Poor track conditions or hurricane type winds? Well…no. The transmission fell out of the water truck just above the sixteenth pole and they could remove it in time? Sorry, you’d be wrong again.
The reason why Tuesday workouts at Oklahoma were truncated is because there were no ambulance drivers available in case there was an emergency. Why? Well, you had to go back to racing the previous day.
At that time, a valet got hurt in the paddock during racing hours. He was hurt to the extent that it was decided to take him to the Albany Medical Center, a.k.a. Albany Med.
Despite the fact that the driver was a local, he got lost going to Albany Med. Let me repeat, an ambulance driver got lost on his way to a hospital. Clearly, bold action was needed.
It was time for a trial run, figuring which was the most efficient way to get to Albany Med, a little tricky if you’re from out of town, but a local?
So rather than wait until, say 11 a.m., a decision was made to begin the trial run a 9 a.m., on a dark day. Obviously, I cannot divulge my source on this. But the trainer works his horses at Oklahoma.
Besides, who could make this up?
Up, Up and Away
If it weren’t for the NYRA quotes after the race from Danielle Hodsdon, I never would have known that she left the employ of Jonathan Sheppard after many years as a #1 assistant and stable rider.
If I were Sheppard, I would be thinking about the one that got away.
Hodsdon, the only woman to own the distinction of riding the winner of a steeplechase race and a flat race on the same Saratoga program three years ago, won the Grade 1 Smithwick Memorial on 25-1 chance Spy in the Sky, surviving by a nose over strong finishing Left Unsaid.
“I hit the lead a little sooner than I wanted,” Hodsdon said, “but being he’s an older horse (eight-year-old) you don’t want to leave [the winning move] too late.”
The winner made a long, sweeping run to contention before taking the lead in the 2-1/16 mile affair soon after entering the straight.
“I have never been that wide on the final turn but for a little horse he’s got a big stride and you don’t want to check him. I just thought it better to keep his run going,” she explained of the tack taken.

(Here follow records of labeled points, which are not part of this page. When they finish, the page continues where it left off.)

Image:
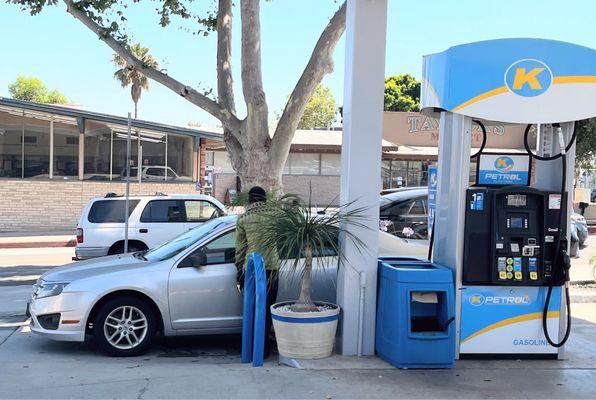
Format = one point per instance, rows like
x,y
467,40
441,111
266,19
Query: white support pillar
x,y
366,25
453,175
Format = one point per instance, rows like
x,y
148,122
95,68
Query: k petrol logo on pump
x,y
504,164
478,299
528,78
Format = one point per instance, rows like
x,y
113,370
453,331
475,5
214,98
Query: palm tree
x,y
127,75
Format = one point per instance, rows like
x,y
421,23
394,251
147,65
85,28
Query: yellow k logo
x,y
522,77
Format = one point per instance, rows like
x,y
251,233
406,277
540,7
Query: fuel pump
x,y
505,236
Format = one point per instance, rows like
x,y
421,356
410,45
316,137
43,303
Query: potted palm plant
x,y
305,328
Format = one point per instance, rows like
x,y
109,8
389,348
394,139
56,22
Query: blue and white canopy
x,y
512,80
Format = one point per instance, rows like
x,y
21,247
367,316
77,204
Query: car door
x,y
160,221
408,218
202,289
199,211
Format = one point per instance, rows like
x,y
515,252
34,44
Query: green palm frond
x,y
128,75
295,229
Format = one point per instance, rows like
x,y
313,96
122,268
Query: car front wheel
x,y
124,326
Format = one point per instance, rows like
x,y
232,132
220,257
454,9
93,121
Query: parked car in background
x,y
404,213
153,220
578,234
187,286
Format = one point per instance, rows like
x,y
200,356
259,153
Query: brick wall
x,y
46,205
325,189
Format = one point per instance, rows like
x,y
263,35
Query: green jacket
x,y
247,238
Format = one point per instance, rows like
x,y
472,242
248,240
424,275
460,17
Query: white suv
x,y
152,221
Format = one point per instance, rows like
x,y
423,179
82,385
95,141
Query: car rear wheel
x,y
124,326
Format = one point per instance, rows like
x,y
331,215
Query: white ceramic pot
x,y
306,335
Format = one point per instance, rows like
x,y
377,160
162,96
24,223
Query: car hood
x,y
94,267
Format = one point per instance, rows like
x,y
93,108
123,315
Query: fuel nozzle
x,y
560,137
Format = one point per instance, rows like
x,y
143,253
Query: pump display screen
x,y
517,223
516,200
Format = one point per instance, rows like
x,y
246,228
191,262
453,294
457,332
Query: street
x,y
210,367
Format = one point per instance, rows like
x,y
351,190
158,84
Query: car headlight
x,y
49,289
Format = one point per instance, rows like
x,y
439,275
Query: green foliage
x,y
585,151
30,88
298,231
402,93
131,77
320,110
199,17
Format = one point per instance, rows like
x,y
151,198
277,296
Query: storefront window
x,y
330,164
66,151
180,156
399,173
153,158
11,149
98,143
222,163
119,155
36,147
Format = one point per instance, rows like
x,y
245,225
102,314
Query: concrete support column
x,y
366,25
453,175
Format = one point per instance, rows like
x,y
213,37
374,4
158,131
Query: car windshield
x,y
184,241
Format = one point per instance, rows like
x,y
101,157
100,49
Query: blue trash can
x,y
415,314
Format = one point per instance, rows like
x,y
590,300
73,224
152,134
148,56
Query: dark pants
x,y
271,299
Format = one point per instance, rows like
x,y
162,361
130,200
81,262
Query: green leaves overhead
x,y
402,93
30,88
197,17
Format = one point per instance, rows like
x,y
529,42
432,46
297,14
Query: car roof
x,y
404,195
196,196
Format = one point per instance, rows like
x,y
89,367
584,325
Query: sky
x,y
58,49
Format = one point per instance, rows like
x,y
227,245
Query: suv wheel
x,y
124,326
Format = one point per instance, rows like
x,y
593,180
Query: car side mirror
x,y
194,260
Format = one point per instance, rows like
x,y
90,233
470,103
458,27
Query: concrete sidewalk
x,y
209,367
24,240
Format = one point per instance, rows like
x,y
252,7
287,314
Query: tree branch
x,y
225,89
319,64
252,79
190,94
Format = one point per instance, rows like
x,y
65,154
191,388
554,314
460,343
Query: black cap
x,y
256,194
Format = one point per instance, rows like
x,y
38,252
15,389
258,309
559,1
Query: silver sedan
x,y
184,287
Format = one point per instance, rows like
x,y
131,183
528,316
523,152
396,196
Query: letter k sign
x,y
522,77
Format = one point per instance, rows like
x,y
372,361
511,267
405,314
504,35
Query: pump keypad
x,y
512,268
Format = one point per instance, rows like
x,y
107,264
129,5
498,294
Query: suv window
x,y
200,210
110,211
221,250
163,211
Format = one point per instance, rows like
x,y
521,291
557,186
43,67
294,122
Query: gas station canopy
x,y
512,81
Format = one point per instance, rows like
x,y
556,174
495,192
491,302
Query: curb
x,y
30,245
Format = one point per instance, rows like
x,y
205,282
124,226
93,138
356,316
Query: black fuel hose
x,y
557,260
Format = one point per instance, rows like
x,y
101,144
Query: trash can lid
x,y
416,272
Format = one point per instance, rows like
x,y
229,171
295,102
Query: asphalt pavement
x,y
210,367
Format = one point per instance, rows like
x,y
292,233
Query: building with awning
x,y
53,159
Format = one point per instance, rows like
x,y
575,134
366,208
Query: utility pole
x,y
127,196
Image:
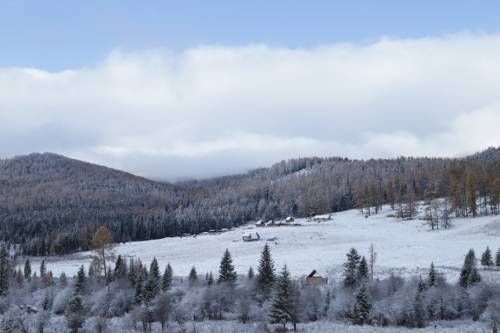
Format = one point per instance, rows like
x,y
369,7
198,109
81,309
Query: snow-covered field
x,y
407,247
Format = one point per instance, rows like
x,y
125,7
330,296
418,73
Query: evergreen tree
x,y
193,277
350,268
167,278
4,271
360,314
138,292
120,271
81,281
362,272
486,258
75,314
419,310
210,280
266,274
251,274
284,307
469,274
43,269
226,269
432,276
27,269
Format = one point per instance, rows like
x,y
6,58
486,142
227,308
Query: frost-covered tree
x,y
361,309
266,274
284,307
4,271
469,274
167,278
226,269
81,281
486,258
193,277
27,269
350,268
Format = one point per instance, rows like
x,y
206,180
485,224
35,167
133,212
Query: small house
x,y
322,218
251,237
314,279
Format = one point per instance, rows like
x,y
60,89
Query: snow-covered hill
x,y
407,247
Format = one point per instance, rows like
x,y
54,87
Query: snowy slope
x,y
407,247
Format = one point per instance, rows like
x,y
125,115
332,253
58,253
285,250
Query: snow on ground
x,y
406,247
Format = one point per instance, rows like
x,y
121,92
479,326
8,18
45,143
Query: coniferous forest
x,y
52,205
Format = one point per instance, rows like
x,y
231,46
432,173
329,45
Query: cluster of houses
x,y
291,221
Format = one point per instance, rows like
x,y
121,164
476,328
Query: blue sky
x,y
56,35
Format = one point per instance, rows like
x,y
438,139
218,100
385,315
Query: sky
x,y
194,89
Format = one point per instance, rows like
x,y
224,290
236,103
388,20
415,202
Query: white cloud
x,y
212,110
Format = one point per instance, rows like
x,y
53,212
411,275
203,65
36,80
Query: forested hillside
x,y
50,204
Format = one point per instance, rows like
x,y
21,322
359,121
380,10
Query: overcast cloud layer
x,y
217,110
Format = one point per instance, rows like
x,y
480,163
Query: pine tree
x,y
362,271
27,270
81,281
419,310
486,258
266,274
469,274
284,307
167,278
226,269
193,277
75,314
432,276
120,271
43,269
251,274
210,280
4,271
360,314
138,292
497,261
350,268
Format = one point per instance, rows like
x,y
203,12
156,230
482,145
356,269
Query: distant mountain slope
x,y
50,204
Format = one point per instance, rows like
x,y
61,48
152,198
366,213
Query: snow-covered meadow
x,y
405,247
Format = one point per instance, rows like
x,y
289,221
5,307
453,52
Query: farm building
x,y
251,237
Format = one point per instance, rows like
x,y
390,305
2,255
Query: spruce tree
x,y
81,281
419,310
75,314
27,269
210,280
284,308
167,278
251,274
350,268
432,276
43,269
226,269
266,273
469,274
193,277
497,261
360,314
486,258
362,271
4,271
138,292
120,270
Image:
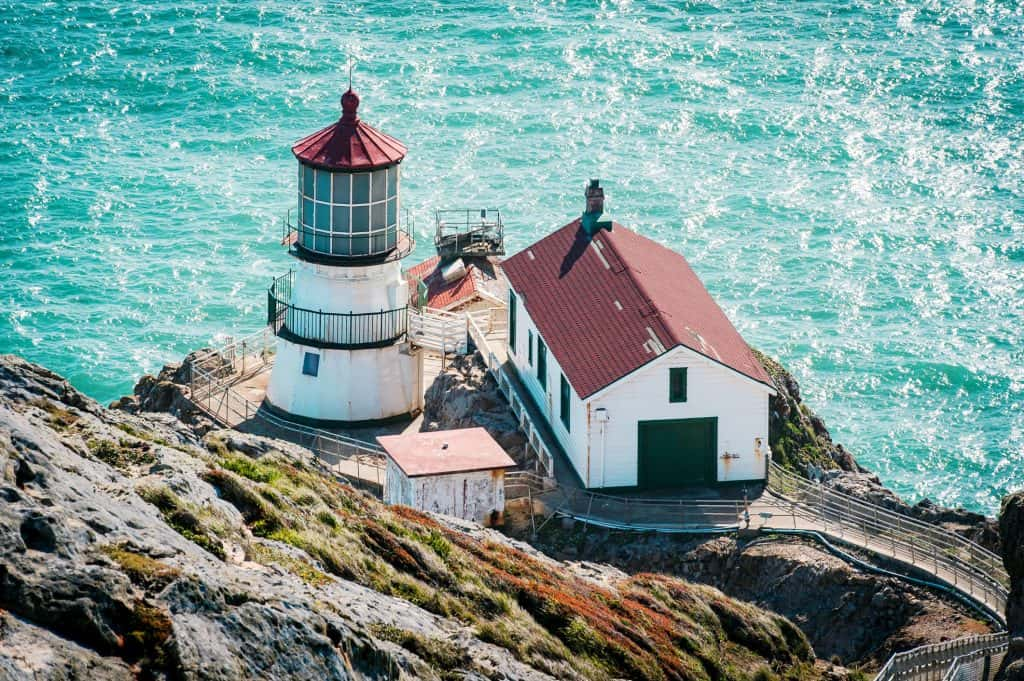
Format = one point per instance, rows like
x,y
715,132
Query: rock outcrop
x,y
168,391
132,549
1012,534
801,441
858,618
466,395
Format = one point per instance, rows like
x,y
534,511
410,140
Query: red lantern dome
x,y
349,144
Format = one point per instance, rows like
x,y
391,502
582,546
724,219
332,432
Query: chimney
x,y
595,207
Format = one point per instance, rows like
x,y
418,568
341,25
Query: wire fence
x,y
954,559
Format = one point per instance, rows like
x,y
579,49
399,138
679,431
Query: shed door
x,y
677,453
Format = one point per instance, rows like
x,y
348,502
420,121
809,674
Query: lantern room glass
x,y
348,214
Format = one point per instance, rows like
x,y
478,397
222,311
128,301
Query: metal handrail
x,y
923,661
332,330
459,231
964,565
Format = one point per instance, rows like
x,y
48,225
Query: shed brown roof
x,y
609,303
445,452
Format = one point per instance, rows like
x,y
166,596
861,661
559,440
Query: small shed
x,y
455,472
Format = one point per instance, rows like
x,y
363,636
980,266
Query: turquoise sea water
x,y
848,178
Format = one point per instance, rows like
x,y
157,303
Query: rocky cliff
x,y
856,618
801,441
1012,534
134,548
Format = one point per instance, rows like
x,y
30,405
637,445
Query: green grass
x,y
645,627
143,571
248,468
183,519
123,454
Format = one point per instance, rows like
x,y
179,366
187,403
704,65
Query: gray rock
x,y
465,395
1012,535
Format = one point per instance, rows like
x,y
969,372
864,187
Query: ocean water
x,y
847,177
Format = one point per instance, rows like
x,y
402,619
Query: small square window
x,y
307,181
360,188
542,364
323,185
310,364
342,183
677,385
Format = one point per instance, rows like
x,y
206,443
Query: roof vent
x,y
595,207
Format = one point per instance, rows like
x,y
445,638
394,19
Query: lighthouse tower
x,y
341,315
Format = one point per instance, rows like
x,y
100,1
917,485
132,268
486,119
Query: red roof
x,y
483,280
608,304
349,143
445,452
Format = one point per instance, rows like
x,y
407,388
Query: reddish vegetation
x,y
644,627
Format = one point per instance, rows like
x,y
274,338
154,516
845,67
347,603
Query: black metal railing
x,y
346,331
469,232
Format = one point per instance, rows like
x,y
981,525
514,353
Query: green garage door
x,y
677,453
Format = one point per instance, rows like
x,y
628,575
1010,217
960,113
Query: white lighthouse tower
x,y
341,316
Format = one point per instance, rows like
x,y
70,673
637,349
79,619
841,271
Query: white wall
x,y
712,390
573,440
469,496
363,289
351,385
739,403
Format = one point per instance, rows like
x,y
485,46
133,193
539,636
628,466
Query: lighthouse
x,y
341,314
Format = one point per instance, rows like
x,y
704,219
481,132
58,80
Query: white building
x,y
341,316
455,472
642,378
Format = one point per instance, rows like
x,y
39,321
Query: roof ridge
x,y
644,293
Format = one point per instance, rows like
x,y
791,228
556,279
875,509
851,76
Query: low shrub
x,y
142,570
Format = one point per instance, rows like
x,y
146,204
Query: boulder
x,y
1012,536
465,395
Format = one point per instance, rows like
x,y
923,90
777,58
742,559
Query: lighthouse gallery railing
x,y
346,331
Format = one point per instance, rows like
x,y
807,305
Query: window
x,y
563,401
542,363
677,385
310,364
512,302
336,206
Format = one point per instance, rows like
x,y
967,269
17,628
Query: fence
x,y
960,660
954,559
438,330
211,388
212,372
356,461
674,515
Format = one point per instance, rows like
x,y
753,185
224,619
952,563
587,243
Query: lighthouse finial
x,y
349,100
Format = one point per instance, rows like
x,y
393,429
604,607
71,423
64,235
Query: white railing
x,y
492,321
437,330
535,441
960,562
948,660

It was an important win, the Smithwick being one of two Grade 1 chase races at the meet, events that can go a long way in determining the steeplechase champion.
Hodsdon knows something about championships. She and Blythe Miller Davies are the only females ever to win a steeplechase riding title.
“It means a lot [to win this race]. I worked for Jonathan Sheppard for a really long time,” said Hodsdon. “I’ve moved on and am doing some things on my own. It’s nice to know that I can come back and sit on a horse for somebody else and still do it.”
This might be precisely what Sheppard was thinking after the horse he saddled in the Smithwick, Divine Fortune, finished fifth as the 3-2 favorite.
Suddenly, It's Zito En Fuego
It began with a 13-1 upsetter of a Todd Pletcher-trained mega-dropdown in the Wednesday finale with Sinorce and the roll continue when Nick Zito-saddled Tuvia’s Force, owned by the Lucky Shamrock Stable, won the 3rd race, a.k.a the Mid-Summer St. Patrick’s Day Race with News 10 ABC and Celtic Tours purse.
The wise guys might have called it the third at nine furlongs for “beaten 20 claimers.”
Clearly, there’s no racing promotion like one that advertises the name of the winner right there in the track program. Plus you get 3-1 and Rosie Napravnik, too?
The relatively subdued winners’ circle following the race was very unlike Wednesday evening’s, when Zito blew kisses to the crowd encircling the winners’ enclosure for nearly five minutes, hugging a television reporter [female], Rick Pitino [basketball coach], Tim Poole [assistant trainer], and others.
It was fun to watch, unless, of course, you were one of only six people alive in the Pick Six with Dan And Sheila.


03 Aug 2012 at 09:50 pm | #
Almost got through the entire commentary without Todd Pletcher being mentioned. Oh, well.
I have discovered that Equibase is keeping records on 6,351 trainers; imagine that! Of all that many trainers across this Obama led (and may he continue to lead for four more years) country, at HRI one can easily conclude that there are perhaps ten trainers in the entire country (and ten thoroughbreds).
Do you readers know that in Baffert’s career as a thoroughbred trainer, he earns for the owner, jockey, and himself $17,599 on average every time one of the horses he trains makes it to the starting gate; that Pletcher earns $16,244; Mott $9,123; and Zito $9,123. What do you gamblers earn every time you go to the track?
And, there are a hell of a lot of other trainers who make between $4,000 and $6,000 every time they enter a plodder: Asmussen $6,548; Chad Brown $12,054; R. Dutrow $12,140; Lisa Lewis $4,417;
Rudy Rodriguez $7,224; Klesaris $6,863 for example.
Any of you gamblers out there manage to break even for the year?
03 Aug 2012 at 10:30 pm | #
Welcome to the ranks of the re-lyricists, JP. I guess GPS trackers haven’t made it to Saratoga yet.